Vitamins are very important to your dog’s health. Their function is to help the body repair itself through cell reproduction, bone growth, nerve function, energy and amino acid metabolism, blood clotting, aid in vision, and much more. A prolonged deficiency in any of the vitamins can cause health challenges from dry skin, fatigue, and vomiting to more serious problems like seizures, heart and nerve diseases. In most cases, just choosing a variety of quality food sources will give your dog all the vitamins he needs to live a long happy and healthy life. Let’s take a look at the two different types of vitamins: Water Soluble (All the B Vitamins and C), and Fat Soluble (Vitamins A, D, E, and K)
Water Soluble Vitamins
Let’s talk a moment about water soluble B vitamins which are very important for a healthy nervous system, aiding the body in healing, and helping to convert food into energy. Signs of deficiency could be anything from weight loss, poor skin and coat, nerve damage, anemia, and heart failure. B vitamins are unstable and are destroyed when exposed to heat, they are also lost from the body when stressed, and since they can’t be stored, they are flushed through the system quickly. These vitamins include: thiamine, riboflavin, niacin, pantothenic acid, pyridoxine, folic acid, cobalamin, and biotin. Vitamin C can be manufactured by the dog and supplementation is not necessary. However, aging and dogs under stress can benefit from having some extra C added to their diet.
Thiamin (B1) – Converts glucose to energy. Needed to jump start your dogs body. A must for proper function of the muscles and heart. Thiamine deficiency can result in a loss of appetite, spasms in the hind legs, heart and nerve disease. The best sources are found organ meat. Other sources are ground beef, chicken, turkey and brewer’s yeast. Some even say that it makes a good flea repellent. Oxidation destroys thiamine and so supermarket pet foods are more likely to be thiamine deficient.
Riboflavin (B2) – Necessary for red blood formation. A deficiency can lead to improper growth, cataracts, and heart failure.
Niacin (B3) – Improves blood circulation, and aids in central nervous system functioning. A loss of appetite can mean a possible deficiency.
Pantothenic Acid (B5) -It is important for good immune system and adrenal function, and vitamin and food utilization. It is essential in fighting allergies, inflammations, asthma, and infections. Good for reducing anxiety and stress. Sometime allergy symptoms can means a deficiency in B5 as well as premature graying in young dogs, and hair loss.
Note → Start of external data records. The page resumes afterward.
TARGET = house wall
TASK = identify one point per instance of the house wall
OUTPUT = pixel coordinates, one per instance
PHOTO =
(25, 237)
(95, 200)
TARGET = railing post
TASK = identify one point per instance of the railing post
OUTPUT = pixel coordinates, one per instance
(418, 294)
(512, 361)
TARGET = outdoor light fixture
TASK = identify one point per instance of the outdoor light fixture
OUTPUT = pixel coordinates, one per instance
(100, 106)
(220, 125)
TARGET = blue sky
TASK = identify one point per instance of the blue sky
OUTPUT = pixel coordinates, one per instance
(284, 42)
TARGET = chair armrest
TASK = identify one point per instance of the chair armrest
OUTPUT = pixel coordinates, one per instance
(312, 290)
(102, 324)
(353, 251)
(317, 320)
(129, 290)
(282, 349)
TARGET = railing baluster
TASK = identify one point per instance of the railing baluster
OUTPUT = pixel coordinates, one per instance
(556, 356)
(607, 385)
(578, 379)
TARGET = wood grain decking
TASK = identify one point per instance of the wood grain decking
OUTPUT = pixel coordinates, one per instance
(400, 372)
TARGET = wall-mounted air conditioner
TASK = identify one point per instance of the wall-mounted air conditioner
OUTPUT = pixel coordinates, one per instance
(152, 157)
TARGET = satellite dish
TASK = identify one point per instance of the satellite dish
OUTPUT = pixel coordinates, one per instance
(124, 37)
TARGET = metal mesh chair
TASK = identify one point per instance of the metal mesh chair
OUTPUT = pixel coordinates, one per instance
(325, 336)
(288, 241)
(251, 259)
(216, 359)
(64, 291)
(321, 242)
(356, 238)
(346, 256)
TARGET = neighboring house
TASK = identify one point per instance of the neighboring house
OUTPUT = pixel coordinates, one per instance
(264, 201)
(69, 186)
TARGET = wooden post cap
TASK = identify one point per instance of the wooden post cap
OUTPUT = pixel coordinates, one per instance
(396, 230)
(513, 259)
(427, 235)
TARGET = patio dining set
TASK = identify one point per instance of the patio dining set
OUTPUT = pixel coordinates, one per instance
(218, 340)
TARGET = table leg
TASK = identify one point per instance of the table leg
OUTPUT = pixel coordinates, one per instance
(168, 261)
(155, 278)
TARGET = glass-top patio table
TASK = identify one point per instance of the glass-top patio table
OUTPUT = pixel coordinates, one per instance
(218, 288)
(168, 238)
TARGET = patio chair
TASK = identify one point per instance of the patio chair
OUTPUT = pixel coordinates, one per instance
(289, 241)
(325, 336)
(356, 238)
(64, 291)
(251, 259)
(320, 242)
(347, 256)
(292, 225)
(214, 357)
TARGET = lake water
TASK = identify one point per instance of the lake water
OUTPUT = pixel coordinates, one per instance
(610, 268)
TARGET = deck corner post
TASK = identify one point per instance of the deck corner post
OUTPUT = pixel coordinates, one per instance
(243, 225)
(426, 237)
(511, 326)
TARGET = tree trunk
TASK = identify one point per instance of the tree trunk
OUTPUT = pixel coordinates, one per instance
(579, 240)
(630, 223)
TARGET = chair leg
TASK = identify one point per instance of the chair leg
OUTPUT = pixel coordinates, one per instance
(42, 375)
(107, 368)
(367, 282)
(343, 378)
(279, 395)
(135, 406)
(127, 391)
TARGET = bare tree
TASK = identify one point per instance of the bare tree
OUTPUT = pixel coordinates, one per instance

Pyridoxine (B6) -Essential for the metabolism of protein. It is required in the utilization of some minerals for a healthy nervous system, red blood cell production, good brain function, and a strong immune system. Anemia, poor growth, artery disease, kidney stones are all signs of deficiency.
Folic Acid (B9) – Red blood cell formation, DNA synthesis, and protein metabolism depend on this vitamin. Anemia is a sure sign of deficiency. As well as, depression, anxiety, and birth defects
Cobalamin (B12) – Dry skin and coat.. This vitamin prevents nerve damage, aids fertility, and promotes normal growth and development. Also helps in the digestion of food.
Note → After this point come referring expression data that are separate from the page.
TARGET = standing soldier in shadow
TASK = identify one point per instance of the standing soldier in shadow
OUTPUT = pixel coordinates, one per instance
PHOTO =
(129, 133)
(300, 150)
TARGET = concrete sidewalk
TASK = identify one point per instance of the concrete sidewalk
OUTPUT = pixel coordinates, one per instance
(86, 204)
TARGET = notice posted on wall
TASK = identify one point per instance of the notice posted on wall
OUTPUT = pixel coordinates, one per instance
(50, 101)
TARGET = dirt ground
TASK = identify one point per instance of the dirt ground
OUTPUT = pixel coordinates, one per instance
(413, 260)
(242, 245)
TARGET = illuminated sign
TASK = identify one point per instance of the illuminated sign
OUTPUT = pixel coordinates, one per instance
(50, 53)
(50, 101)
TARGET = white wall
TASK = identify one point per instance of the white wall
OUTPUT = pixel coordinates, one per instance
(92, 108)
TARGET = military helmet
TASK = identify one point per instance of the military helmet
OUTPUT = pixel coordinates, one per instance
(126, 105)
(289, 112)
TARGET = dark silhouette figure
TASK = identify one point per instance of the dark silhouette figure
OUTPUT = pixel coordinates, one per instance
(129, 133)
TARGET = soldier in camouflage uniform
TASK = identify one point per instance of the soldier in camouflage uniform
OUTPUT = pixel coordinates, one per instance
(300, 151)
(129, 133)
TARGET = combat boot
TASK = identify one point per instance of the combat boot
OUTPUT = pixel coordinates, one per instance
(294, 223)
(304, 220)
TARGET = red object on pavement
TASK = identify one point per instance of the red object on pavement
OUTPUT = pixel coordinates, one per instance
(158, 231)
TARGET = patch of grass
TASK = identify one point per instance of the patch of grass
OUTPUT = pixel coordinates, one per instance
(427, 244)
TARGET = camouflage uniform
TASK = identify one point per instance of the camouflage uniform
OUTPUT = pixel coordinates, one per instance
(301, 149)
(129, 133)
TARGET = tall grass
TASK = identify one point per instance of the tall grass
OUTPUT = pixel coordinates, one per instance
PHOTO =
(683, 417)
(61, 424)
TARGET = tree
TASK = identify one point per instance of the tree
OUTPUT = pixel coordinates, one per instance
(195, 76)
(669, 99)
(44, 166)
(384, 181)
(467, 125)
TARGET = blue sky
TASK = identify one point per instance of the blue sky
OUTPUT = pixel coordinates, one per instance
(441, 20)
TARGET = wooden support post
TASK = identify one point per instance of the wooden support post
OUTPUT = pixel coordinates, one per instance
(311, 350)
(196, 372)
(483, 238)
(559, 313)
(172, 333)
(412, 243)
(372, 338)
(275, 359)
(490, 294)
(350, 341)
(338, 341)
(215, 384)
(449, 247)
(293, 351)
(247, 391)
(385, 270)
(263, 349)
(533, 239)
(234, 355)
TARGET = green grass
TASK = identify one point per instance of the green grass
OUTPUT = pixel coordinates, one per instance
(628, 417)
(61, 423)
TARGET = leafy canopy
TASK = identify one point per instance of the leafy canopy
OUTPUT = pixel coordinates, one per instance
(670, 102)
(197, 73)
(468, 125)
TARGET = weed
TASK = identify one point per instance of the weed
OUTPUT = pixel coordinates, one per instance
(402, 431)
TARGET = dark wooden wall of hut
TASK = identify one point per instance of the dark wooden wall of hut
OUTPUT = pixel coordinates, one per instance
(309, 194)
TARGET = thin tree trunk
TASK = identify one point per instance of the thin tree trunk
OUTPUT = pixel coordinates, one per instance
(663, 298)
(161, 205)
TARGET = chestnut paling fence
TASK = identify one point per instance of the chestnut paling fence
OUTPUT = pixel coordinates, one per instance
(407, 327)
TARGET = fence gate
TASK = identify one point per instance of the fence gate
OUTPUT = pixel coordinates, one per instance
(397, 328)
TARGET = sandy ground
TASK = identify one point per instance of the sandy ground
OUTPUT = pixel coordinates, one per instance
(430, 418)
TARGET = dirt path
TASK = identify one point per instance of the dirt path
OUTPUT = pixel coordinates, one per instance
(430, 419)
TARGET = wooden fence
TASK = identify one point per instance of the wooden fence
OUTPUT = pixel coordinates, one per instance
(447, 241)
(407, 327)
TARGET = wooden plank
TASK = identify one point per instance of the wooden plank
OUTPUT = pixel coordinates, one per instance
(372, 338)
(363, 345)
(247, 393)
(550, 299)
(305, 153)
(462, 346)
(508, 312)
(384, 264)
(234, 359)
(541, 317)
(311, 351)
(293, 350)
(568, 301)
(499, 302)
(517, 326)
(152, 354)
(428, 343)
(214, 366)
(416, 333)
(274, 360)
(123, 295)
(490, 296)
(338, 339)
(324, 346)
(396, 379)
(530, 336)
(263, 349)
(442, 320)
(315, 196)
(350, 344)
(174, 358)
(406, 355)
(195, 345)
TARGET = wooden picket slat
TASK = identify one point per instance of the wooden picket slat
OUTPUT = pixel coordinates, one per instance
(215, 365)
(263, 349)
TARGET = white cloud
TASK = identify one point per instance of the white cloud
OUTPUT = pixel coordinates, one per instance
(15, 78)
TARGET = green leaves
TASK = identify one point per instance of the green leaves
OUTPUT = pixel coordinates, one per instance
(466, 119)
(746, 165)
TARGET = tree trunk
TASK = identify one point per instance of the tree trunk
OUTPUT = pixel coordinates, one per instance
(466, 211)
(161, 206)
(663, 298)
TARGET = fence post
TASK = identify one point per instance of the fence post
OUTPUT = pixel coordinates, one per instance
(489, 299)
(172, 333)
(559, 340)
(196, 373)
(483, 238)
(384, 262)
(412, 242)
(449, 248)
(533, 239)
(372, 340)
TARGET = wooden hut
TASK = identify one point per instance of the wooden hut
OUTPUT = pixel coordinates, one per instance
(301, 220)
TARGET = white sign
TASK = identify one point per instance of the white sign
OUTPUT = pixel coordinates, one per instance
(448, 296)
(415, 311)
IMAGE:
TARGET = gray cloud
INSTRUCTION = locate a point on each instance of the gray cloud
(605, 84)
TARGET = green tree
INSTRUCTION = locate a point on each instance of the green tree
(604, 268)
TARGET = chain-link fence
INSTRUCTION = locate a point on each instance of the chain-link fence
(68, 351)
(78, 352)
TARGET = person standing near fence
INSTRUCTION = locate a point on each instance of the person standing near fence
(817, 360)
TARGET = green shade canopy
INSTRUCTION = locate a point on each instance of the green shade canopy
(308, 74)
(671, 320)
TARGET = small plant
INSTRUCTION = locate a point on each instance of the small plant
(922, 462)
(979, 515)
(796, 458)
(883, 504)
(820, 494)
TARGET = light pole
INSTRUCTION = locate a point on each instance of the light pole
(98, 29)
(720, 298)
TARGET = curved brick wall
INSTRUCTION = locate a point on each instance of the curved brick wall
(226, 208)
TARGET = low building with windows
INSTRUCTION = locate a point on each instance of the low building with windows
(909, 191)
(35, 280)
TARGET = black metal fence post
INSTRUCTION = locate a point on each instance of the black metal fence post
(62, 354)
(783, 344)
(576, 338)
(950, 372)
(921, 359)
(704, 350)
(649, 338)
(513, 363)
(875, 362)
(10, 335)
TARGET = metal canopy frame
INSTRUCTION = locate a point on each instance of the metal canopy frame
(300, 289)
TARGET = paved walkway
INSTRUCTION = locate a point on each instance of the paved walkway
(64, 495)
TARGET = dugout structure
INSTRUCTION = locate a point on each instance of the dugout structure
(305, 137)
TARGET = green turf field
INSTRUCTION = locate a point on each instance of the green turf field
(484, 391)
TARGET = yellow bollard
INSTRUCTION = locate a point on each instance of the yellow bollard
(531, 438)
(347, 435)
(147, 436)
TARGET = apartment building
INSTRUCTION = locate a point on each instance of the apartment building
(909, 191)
Biotin – Biotin is involved in the metabolism of sugar and fat. It is essential for thyroid and adrenal health, a strong nervous system, healthy reproduction, healthy skin, and good muscle tone. It is necessary for utilization of fat, proteins, and carbohydrates in the body. Eggs are high in Biotin, However, raw egg whites contain and protein called avidin that depletes biotin. So it is a must to cook the eggs first.